For Corral, it was a difficult road. Eight of his 13 games were against top-50 defenses, including one stretch in which six of seven games were versus stout opponents. This was also when Corral's injuries started to pile up, which may not be a coincidence.
Corral does get credit for this schedule via his QBR. He ranks second in this class there behind just Pickett and is in the 77th percentile among quarterbacks invited to the combine since 2010. It's the best category for him among those in my model, and it happens to be the category that is given the most weight, as well.
The problem is the rest of Corral's profile. He's older and doesn't have a ton of experience under his belt, a combination that typically doesn't pan out in the NFL. But at least when Corral was on the field, we know his success was not a result of the defenses he faced.
Easily the biggest red flag in the schedule analysis comes from Pickett. He's got one of the easier schedules of any quarterback prospect in the past decade-plus.
Once he's drafted, Pickett's 15.1% of attempts against top-50 defenses will be the eighth-lowest mark for any FBS quarterback drafted since 2010. His average defense rank of 81.9 will rank 11th of that group.
That's far from being an issue in a vacuum. Derek Carr and Josh Allen also faced easy schedules in college, and they both had worse raw numbers than Pickett's.
It becomes an issue, though, when you add this context to Pickett's resume. Pickett is experienced and had good numbers this year, but he also didn't post quality college efficiency numbers until his age-23 season and did so against lackluster competition. The major pro of Pickett is his performance this past year, but the shine comes off that real quick when you look at the teams he faced.
How They Fared
One way to redeem yourself for facing a soft schedule would be feasting when the difficulty was turned up.

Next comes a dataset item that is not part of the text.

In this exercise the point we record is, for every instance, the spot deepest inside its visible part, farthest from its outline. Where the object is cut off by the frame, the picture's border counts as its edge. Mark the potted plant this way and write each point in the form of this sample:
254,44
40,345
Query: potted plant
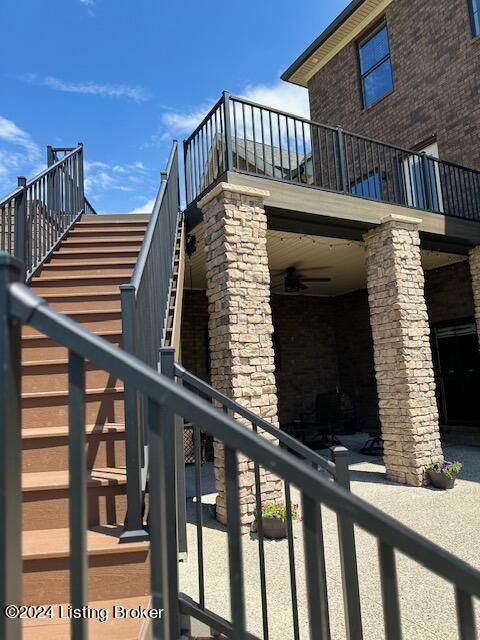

Pickett did do decent here, but he wasn't tops in the class. The table below shows each player's AY/A in the games where they faced top-50 defenses by SP+.
Quarterback | AY/A vs. Top 50 |
---|---|
Desmond Ridder | 9.1 |
Kenny Pickett | 8.9 |
Sam Howell | 8.1 |
Carson Strong | 7.9 |
Matt Corral | 7.9 |
Malik Willis | 5.9 |
Ridder's leading this list may be a surprise. He has gotten dinged for his performance against Alabama in the semifinal, and it's fair criticism; Ridder didn't play well there. But he showed up in other spots.
The two big ones were against Notre Dame and Houston, two massive games in Cincinnati's run to the playoffs. In those, Ridder turned 49 attempts into 487 yards, 5 touchdowns, and 0 picks. If he doesn't light it up there, he likely doesn't even get the chance to disappoint against Alabama because Cincinnati wouldn't have made it that far. It's fine to lower Ridder for the Alabama game, but we shouldn't forget about the plus showings, too.
For Willis, his 5.9 AY/A against top-50 defenses is concerning. It would be the fifth-lowest mark for a first-rounder since 2010 if he goes that high, and two of the guys worse than him -- Jordan Love and Paxton Lynch -- are not models you want to follow. You can pin it on the supporting cast if you want, but other quarterbacks have dealt with similar woes and had better efficiency marks than Willis'.
But as discussed in the original piece, none of this means Willis can't succeed. It just impacts the odds he does so.
One of the players with a worse AY/A against top-50 defenses than Willis is Allen, a player with plenty of skill overlap with Willis. Allen's AY/A was 1.8, the third-worst mark for a drafted FBS quarterback since 2010. The other player other than Allen, Love, and Lynch with a worse AY/A against top-50 defenses than Willis is Ryan Tannehill, who has shown flashes of upside, as well.
Allen was a worse prospect than Willis coming out and has turned into one of the game's brightest stars. The traits that led him there are traits that Willis also possesses. This is why it's hard to blame a team if they decide to roll the dice on Willis early in the draft. It's just tough to bank on outliers hitting consistently, and with Willis' overall collegiate resume shaping up the way it does, this would, indeed, be another outlier bet.